Auto Financing Redlining
In cases filed in Tennessee and California, Lieff Cabraser with co-counsel represented African American and Latinx customers who alleged they were charged less favorable rates and terms for automobile financing by WFS Financial, American Honda Finance Corporation, and Toyota Motor Credit Corporation. The cases resolved for over $150 million and substantial changes in the way the companies sell automobile finance contracts.
Race Discrimination in Employment
Lieff Cabraser has filed numerous race discrimination class actions against employers, including a class action for African American, Latinx, and Asian American employees challenging the allegedly racist “look policy” of Abercrombie & Fitch.
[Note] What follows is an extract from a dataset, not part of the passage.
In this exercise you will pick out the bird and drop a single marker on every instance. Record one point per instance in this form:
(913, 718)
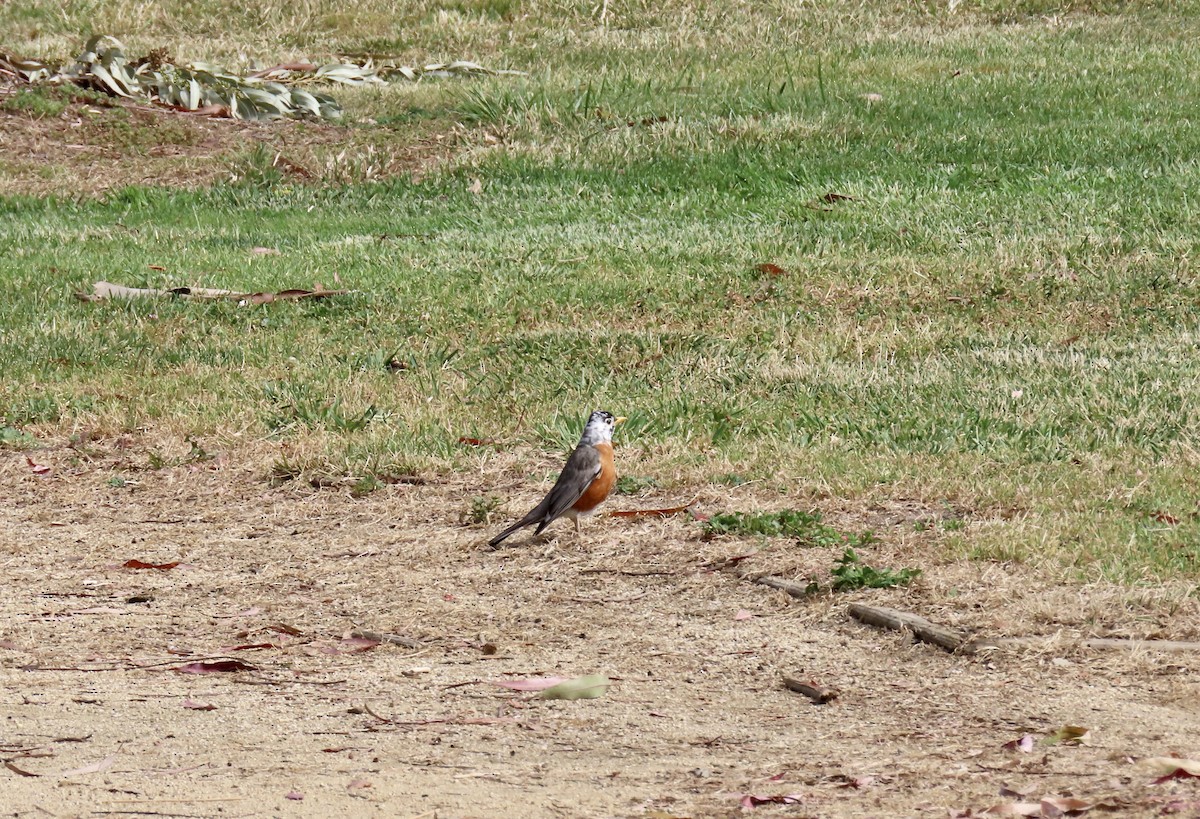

Lieff Cabraser prosecuted the case with the Mexican American Legal Defense and Education Fund, the Asian Pacific American Legal Center, the NAACP Legal Defense and Educational Fund, Inc., and other firms. The case settled for $50 million and business changes to promote diversity and prevent discrimination.
Criminal Justice Pro Bono (Overturning Outrageous Wrongful Conviction in New Orleans)
Along with co-counsel, Lieff Cabraser represented Yutico Briley, who was convicted in 2013 of armed robbery after allegedly stealing $102 at gunpoint. Yutico was 19 years old at the time, and received a sentence of 60 years without the possibility of parole. From the moment of his arrest, Mr. Briley professed his innocence, pointing to the fact that he was in a hotel room across town during the time of the robbery. The State’s case was weak, consisting of a cross-racial (white victim, Black suspect) “show-up” identification (meaning the victim was shown only one suspect to choose from). The white victim’s description of the assailant’s build and skin tone did not match Mr. Briley, but the cases rested on the fact that Mr. Briley was African American and wore a hoody. After Lieff Cabraser got involved years later and successfully petitioned for the conviction to be overturned in 2020, the District Attorney reviewing the case stated in part: “We believe his case demonstrates multiple failures of the criminal legal system that have been far too common in the typically brief trials of young Black men in Orleans Parish. It is an injustice that needs to be rectified as promptly as possible.” The judge granting the relief likewise concluded: “The criminal legal system unquestionably failed Mr. Briley. It also failed the victim of this crime, and it failed the City of New Orleans.”